Все сидели в гостиной, Абду и Латифа подавали чай с пирожными.
– Латифа, я слышал, ты пробила пол, – поддел Исаак, когда Латифа разносила вторую порцию пирожных. Горничная застенчиво улыбнулась и поставила блюдо на чайный столик. Тут ее окликнула прабабка: она любила, чтобы ее имбирные печенья подавали на отдельной тарелке, а наш Абду по ошибке свалил их в одну кучу с прочими птифурами.
Я заметил, что оконные стекла в прихожей и гостиной покрасили в кобальтовый цвет. Абду, Ибрахим и двое других слуг как раз закрывали последние ставни широкими листами плотной синей бумаги, которые прикалывали кнопками к деревянным рамам. Фары всех автомобилей тоже выкрасили в синий цвет.
Бабушка Эльза позвонила, и за стеклянной филенчатой дверью показались округлые формы Латифы. Горничная вошла и принялась молча убирать посуду.

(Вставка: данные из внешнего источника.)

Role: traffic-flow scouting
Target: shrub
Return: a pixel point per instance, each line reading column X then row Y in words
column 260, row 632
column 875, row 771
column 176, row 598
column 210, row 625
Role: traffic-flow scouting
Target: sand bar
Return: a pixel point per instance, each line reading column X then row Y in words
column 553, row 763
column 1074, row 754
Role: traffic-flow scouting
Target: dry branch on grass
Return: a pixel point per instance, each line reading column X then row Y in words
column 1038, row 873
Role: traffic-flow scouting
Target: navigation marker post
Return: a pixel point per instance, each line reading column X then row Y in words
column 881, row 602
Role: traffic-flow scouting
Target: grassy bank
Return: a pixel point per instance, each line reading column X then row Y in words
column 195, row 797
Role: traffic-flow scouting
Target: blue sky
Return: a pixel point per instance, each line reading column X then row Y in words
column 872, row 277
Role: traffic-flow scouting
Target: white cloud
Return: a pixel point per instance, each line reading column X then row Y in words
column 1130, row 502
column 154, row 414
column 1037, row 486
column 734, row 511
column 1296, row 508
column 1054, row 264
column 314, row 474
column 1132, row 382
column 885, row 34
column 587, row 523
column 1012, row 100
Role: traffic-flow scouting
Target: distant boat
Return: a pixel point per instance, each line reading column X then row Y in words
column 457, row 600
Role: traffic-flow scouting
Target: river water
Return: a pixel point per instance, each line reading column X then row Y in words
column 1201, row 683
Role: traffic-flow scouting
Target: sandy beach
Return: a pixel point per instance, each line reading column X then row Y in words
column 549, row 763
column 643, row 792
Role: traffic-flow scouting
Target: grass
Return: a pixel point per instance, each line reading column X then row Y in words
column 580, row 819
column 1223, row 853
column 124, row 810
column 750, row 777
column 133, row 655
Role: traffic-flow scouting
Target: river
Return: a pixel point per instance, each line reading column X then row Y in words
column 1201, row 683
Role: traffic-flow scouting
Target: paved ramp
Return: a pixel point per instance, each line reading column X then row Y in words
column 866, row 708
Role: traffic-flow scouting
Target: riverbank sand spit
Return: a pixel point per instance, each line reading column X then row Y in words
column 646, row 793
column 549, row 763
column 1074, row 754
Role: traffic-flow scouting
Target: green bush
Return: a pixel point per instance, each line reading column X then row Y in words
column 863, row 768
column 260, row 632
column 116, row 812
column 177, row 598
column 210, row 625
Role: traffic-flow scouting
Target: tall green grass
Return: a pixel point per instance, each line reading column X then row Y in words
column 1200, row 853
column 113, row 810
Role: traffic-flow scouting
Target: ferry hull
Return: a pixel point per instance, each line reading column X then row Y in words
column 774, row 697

Ну вот и закончилось чаепитие, подумал я, уже скучая по тому дивному мгновению, когда мы с дедом открыли дверь и застали всех в гостиной; солнце только-только скрылось за горизонтом, и домашние поспешили найти нам место. Молча сидя с родителями, двоюродными братьями и сестрами, дядьями и тетками, бабушками и дедушками, – так близко, что наши бедра прилипали друг к другу, – я понимал: несмотря на то что я терпеть не могу почти всех собравшихся в комнате, все же приятно быть с ними рядом, приятно слышать привычный застольный гвалт, приятно смотреть на них и ловить на себе их взгляды.
Когда же наконец убрали со стола и дедушка Исаак налил первый за вечер бокал виски, а его сестра Эльза, ведавшая ключами, открыла китайский шкафчик, где прятали от детей арахис, вдруг, аккурат в эту минуту, словно именно ради этого мы и собрались в гостиной, над Спортингом и всей Александрией разнесся предостерегающий вопль, и тут же внизу послышались голоса: «Таффи аль-нур! Таффи аль-нур!»
Кто-то встал, пошел в угол и выглядывал из-за шторы на улицу, пока другие проворно тушили свет. Комнату наполняла густая преждевременная тьма. Я посмотрел в окно и увидел, как во всем Спортинге один за другим гасли огни, подчеркивая воцарившийся у нас внезапный мрак.
– Ничего не понимаю, – пронзительно замечала Марта, – ведь ни одна бомба не упала на город!
– А я не понимаю, почему как налет, так ты твердишь одно и то же, – осаживала ее моя бабушка.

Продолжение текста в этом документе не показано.